I'm using Scrapy and I read on the doc about the setting "CONCURRENT_REQUESTS". He speak about "The maximum number of concurrent (ie. simultaneous) requests that will be performed by the Scrapy downloader."
I created a spider in order to take questions and answers from Q&A websites, so i want to know if is possibile run multiple concurrent request. Now I have set this value to 1, because I don't want to loose some Item or override someone. The main doubt is that i have a Global ID idQuestion (for make a idQuestion.idAnswer) for any item do i don't know if making multiple requests all can be a mess and loose some Item o set wrong Ids.
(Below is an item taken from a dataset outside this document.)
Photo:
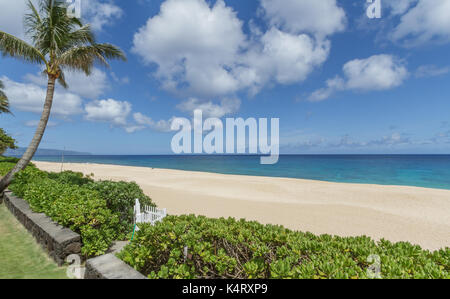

This is a snippet of code:
class Scraper(scrapy.Spider):
uid = 1
def parse_page(self, response):
# Scraping a single question
item = ScrapeItem()
hxs = HtmlXPathSelector(response)
#item['date_time'] = response.meta['data']
item['type'] = "Question"
item['uid'] = str(self.uid)
item['url'] = response.url
#Do some scraping.
ans_uid = ans_uid + 1
item['uid'] = str(str(self.uid) + (":" + str(ans_uid)))
yield item
#Call recusivly the method on other page.
print("NEXT -> "+str(composed_string))
yield scrapy.Request(composed_string, callback=self.parse_page)
This is the skeleton of my code. I use uid for memorize the id for the single question and ans_uid for the answer. Ex:
1) Question
1.1) Ans 1 for Question 1
1.2) Ans 2 for Question 1
1.3) Ans 3 for Question 1
**Can I simply increase the CONCURRENT_REQUESTS value? without compromise anything? **